CATL has reported solid Q1 results, where revenue jumped by 83%, YoY, to RMB 89bn ($13bn), however, this is 25% lower than Q4 22. The YoY jump has been driven by rising demand for cleaner vehicles and falling raw materials costs. The Q1 revenue beat analyst expectations, as consensus had the figure around RMB 75.1bn. A key point from the results stated that CATL will raise RMB 4bn in capital for projects in Indonesia, as the country is home to many of the precious materials found in EV batteries. CATL plans to join PT Aneka Tambang and PT Industri Baterai Indonesia on projects such as nickel mining, battery materials and an EV batteries factory. 

XPeng has stated that in the coming decade, only 10 OEMs will survive due to intense competition. This will be driven by the intense competition in China’s EV market that will spill onto the global stage. Brian Gu, the Vice-Chair of XPeng, theorised that in order to survive, OEMs will need to have annual sales of at least 3m vehicles, underpinned by global exports. To put this in context Toyota sold 10.5m cars in 2022, while Tesla sold 1.3m. This bold statement arrives at an interesting time, as China is on the cusp of overtaking Japan as the world’s biggest exporter of cars by volume, after passing Germany last year. Paradoxically, China is also experiencing slow(er) growth and an intense price war, which is pushing low-cost carmakers to the brink of collapse. Mr Gu believes that OEMs can’t just be China-only players but global players in order to survive and thrive. 
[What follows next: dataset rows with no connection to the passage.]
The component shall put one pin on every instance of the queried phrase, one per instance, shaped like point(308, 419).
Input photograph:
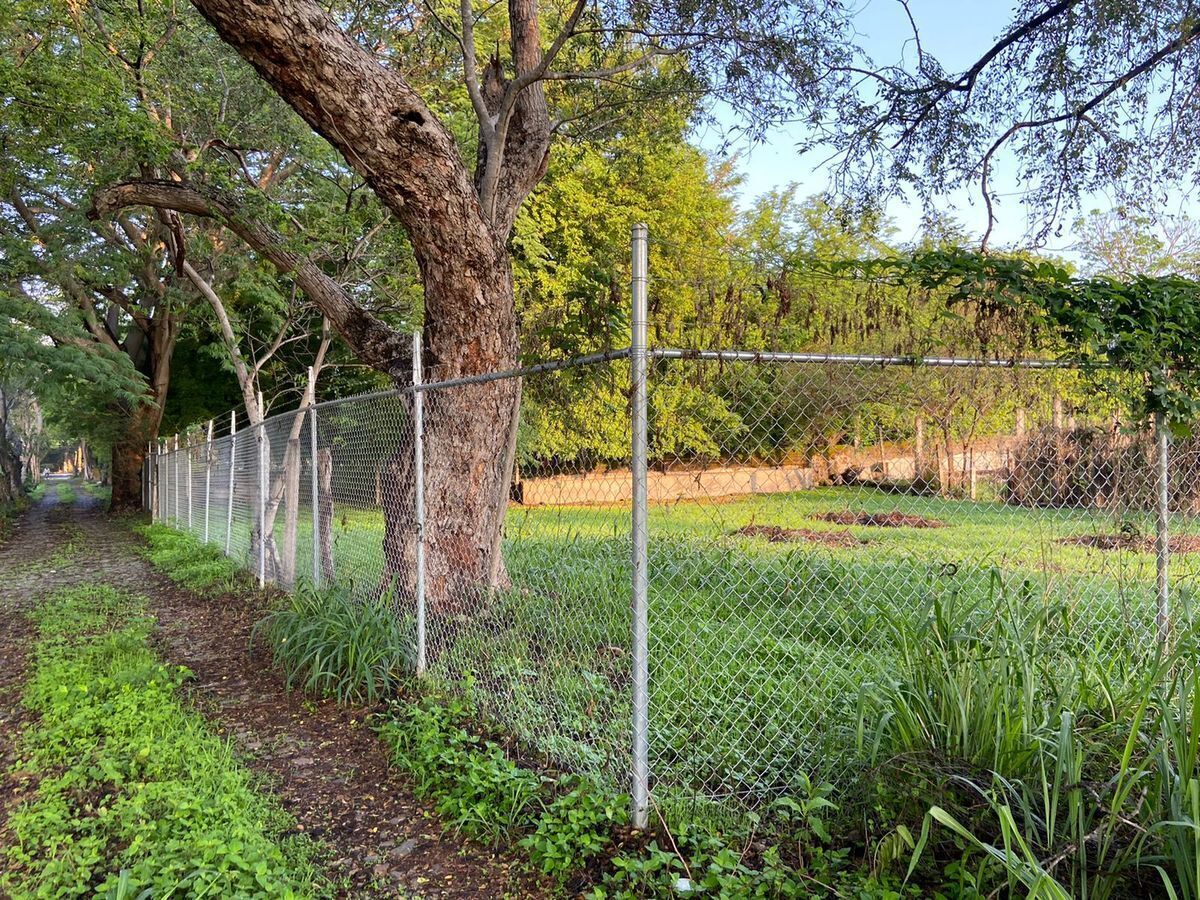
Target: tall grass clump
point(1044, 765)
point(333, 645)
point(189, 562)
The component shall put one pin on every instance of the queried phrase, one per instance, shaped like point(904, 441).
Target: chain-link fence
point(679, 569)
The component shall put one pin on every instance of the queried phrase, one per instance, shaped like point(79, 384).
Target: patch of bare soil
point(325, 763)
point(1135, 543)
point(880, 520)
point(777, 534)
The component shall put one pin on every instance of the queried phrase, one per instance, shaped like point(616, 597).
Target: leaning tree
point(528, 75)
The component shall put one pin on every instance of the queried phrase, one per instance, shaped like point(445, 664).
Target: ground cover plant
point(1038, 766)
point(328, 643)
point(190, 562)
point(135, 796)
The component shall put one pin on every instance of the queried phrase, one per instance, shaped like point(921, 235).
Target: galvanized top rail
point(732, 355)
point(853, 359)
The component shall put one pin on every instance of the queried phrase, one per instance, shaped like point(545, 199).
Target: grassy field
point(759, 649)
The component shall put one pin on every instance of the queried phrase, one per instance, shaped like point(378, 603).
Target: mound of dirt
point(880, 520)
point(1135, 543)
point(775, 534)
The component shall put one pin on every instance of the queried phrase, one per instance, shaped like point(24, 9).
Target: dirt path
point(329, 769)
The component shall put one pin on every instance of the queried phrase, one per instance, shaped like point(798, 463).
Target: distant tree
point(1084, 94)
point(1121, 243)
point(528, 76)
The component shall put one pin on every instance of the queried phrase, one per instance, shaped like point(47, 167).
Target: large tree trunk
point(459, 226)
point(466, 467)
point(129, 456)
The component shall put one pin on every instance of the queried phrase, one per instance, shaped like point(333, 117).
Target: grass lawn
point(759, 649)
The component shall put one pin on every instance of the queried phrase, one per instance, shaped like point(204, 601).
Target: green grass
point(135, 796)
point(757, 649)
point(328, 643)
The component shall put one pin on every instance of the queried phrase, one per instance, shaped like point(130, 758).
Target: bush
point(136, 796)
point(331, 645)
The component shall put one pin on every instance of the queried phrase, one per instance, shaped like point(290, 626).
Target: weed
point(136, 796)
point(189, 562)
point(331, 645)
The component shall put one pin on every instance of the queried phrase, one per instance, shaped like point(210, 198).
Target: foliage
point(1072, 99)
point(1048, 766)
point(189, 562)
point(329, 643)
point(1140, 330)
point(561, 822)
point(135, 793)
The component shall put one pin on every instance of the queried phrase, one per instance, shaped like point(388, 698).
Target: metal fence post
point(233, 469)
point(419, 496)
point(187, 468)
point(165, 483)
point(316, 490)
point(641, 769)
point(208, 480)
point(262, 496)
point(1162, 535)
point(174, 487)
point(151, 481)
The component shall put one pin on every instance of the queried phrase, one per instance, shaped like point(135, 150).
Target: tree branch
point(370, 339)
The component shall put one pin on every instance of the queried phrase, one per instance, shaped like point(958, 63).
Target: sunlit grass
point(757, 649)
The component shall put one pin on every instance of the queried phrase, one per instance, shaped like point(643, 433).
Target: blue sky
point(957, 33)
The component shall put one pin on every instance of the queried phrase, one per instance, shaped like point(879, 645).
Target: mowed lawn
point(759, 649)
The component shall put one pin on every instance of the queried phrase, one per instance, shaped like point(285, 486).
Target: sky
point(957, 33)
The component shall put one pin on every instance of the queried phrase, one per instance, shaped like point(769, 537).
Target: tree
point(1122, 244)
point(1085, 94)
point(459, 211)
point(96, 93)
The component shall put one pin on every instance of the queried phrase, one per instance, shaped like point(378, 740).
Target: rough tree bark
point(457, 222)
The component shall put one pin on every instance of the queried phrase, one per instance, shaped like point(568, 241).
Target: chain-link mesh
point(799, 511)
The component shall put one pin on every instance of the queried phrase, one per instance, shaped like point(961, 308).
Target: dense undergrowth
point(1007, 753)
point(189, 562)
point(135, 797)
Jaguar Land Rover (JLR) has stated it will invest £15bn, over the next 5 years, in order to upgrade its factories, to help ramp up EV production. JLR’s Merseyside plant will, from now on, focus on EV production, whilst the Wolverhampton factory will focus on producing electric motors and associated parts. JLR has not outlined a detailed strategy or breakdown, on how the £15bn will be spent.

JATO Dynamics has released Q1 data for Europe, which showed that BEVs accounted for 13.4% of new car sales. The top 5 selling EVs in Europe were: 1) Tesla Y, 2) Tesla 3, 3) Volkswagen ID.3, 4) Volkswagen ID.4 and 5) Dacia Spring.

Deals

Oyika, a Singapore-based EV battery charging company, has raised $10.8m in a series B round, led by Banpu Next. This raise pushed the company’s valuation to $62.7m. Banpu Next is a subsidiary of Thai energy solutions firm Banpu Infinergy and Yinson Venture Capital also invested. The capital raised will help accelerate expansion and onboard more clients.

Kate, a French-based (electric-) alternative microcar company, has raised $7.6m in funding from a consortium of business angels. The company aims to develop its alternative cars, however, to what extent they will be electrified, is unclear. Kate’s next car, billed as K1, has an ambitious goal of unveiling it in Q3 23.